For groups that already have a contract clause that allows them to seek assurances that the venue can perform from a financial standpoint, Dunn suggests making sure the language is broad enough. “It may be specific to bankruptcy; maybe it should be opened up a little bit to include operating under a protected status, or financial difficulty, things like that.”

Grimes and Dunn both emphasized that one of planners’ most important tools is controlling the purse strings. “Planners need to be very careful about when they pay deposits,” Grimes says. “They should try to push them as close to the meeting dates as possible. If a property declares bankruptcy, the group will be in the same place as all the other creditors in terms of trying to get deposit money back. And the property will probably have very little money left for refunds.”

“From a practical standpoint, best thing to do is to not turn over the money,” agrees Dunn. “Rather than front-loading the deposit schedule, break it up over time into smaller chunks. Hotels have been willing to do that. It’s easier to argue about money when you're holding it than when they’re holding it.”

Grimes says a cancellation clause can also protect planners when it covers a situation where “the hotel changes management companies, brands, and possibly ownership,” Grimes notes. “That doesn’t mean you have to cancel, but it gives you the right if a property is no longer going to operate the same way as before. The group has a right to ask questions about how the hotel will be operated going forward, and then cancel without liability if they’re not pleased with the answer. So, if a hotel downgrades from full-service to a limited-service property, the group would have the option to cancel without liability.”

However, it’s important to note that just because a property declares bankruptcy, it doesn't mean it is shutting down. “Many businesses that declare bankruptcy keep operating. And, in fact, absent a contract clause that allows a group to cancel if the property declares bankruptcy, a group very likely will not be able to cancel its contract if the hotel is still performing,” says Grimes.

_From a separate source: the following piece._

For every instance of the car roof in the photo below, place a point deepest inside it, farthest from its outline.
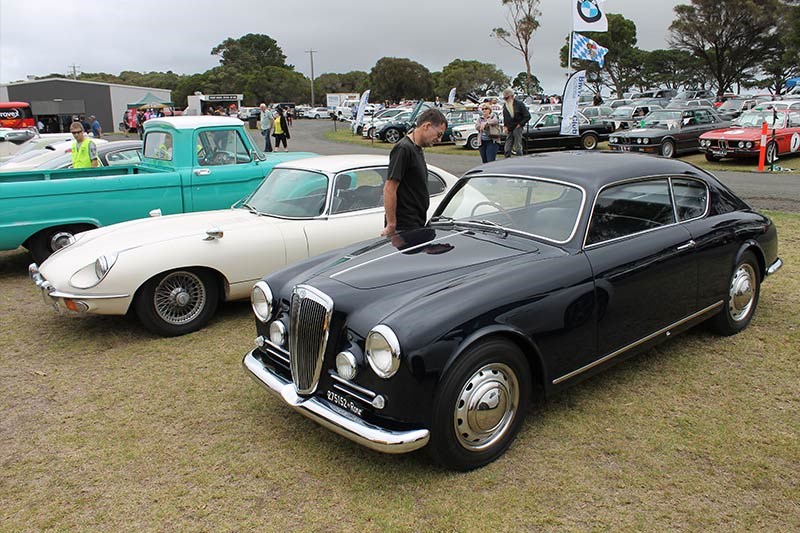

How do you know if your hotel in a tough financial position? Dunn recommends periodic check-ins with the property. “These are conversations, they're not confrontations. But checking in can help you get an idea if there is going to be an issue,” she says. Grimes suggests regularly researching the property online and networking with other planners.

“The bottom line is that planners need to be proactive and seek out information to confirm that their meeting properties will be ready, willing, and able to perform,” says Grimes. “If you see any indication that the property is in trouble, ask questions and then take action to protect your groups.”